Your post just isn't clear. I can prepare almost any number of mL from 59 g NaOH but of WHAT concentration. Do you mean to start with 59 g NaOH and ask how many mL of 19.4M NaOH can be prepared from that? If so then
mols NaOH in 59 g = grams/molar mass = 59/40 = 1.475 mols NaOH.
Then M NaOH = mols NaOH/L NaOH
19.4 = 1.475/L and solve for L the convert to mL.
To solve this problem, we need to use the molar mass of sodium hydroxide (NaOH) and the given concentration to calculate the number of moles of NaOH in 59 grams. Then, we can use the molarity to find the volume of solution in milliliters.
Step 1: Calculate the molar mass of NaOH.

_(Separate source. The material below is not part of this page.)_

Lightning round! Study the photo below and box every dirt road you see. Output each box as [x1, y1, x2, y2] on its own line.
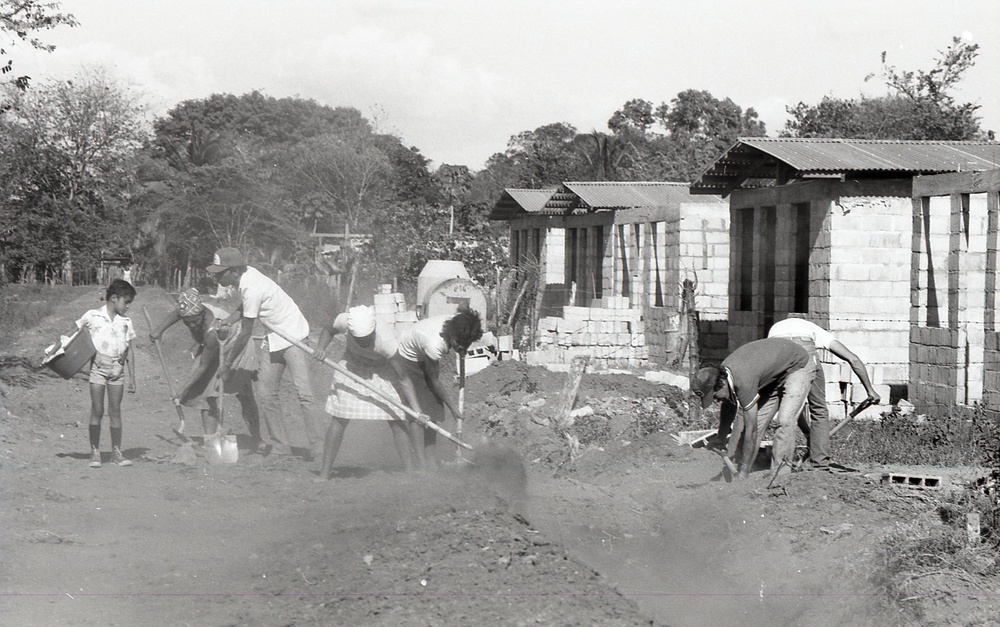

The atomic mass of Na (sodium) is 22.99 g/mol, the atomic mass of O (oxygen) is 16.00 g/mol, and the atomic mass of H (hydrogen) is 1.01 g/mol.
So, the molar mass of NaOH = (22.99 g/mol) + (16.00 g/mol) + (1.01 g/mol) = 40.00 g/mol.
Step 2: Convert the given mass of NaOH to moles.
Number of moles = mass / molar mass
Number of moles = 59 g / 40.00 g/mol = 1.48 moles.
Step 3: Use the concentration to find the volume of the solution in milliliters.
Molarity (M) = moles of solute / volume of solution (in liters)
19.4 mol/L = 1.48 moles / volume (in liters)
Now, we can rearrange the formula to solve for the volume:
volume (in liters) = moles of solute / Molarity
volume (in liters) = 1.48 moles / 19.4 mol/L ≈ 0.076 L.
Step 4: Convert the volume from liters to milliliters.
1 L = 1000 mL, so we multiply the volume in liters by 1000 to get the volume in milliliters.
0.076 L x 1000 mL/L = 76 mL.
Therefore, 59 grams of sodium hydroxide can be used to prepare approximately 76 milliliters of sodium hydroxide solution.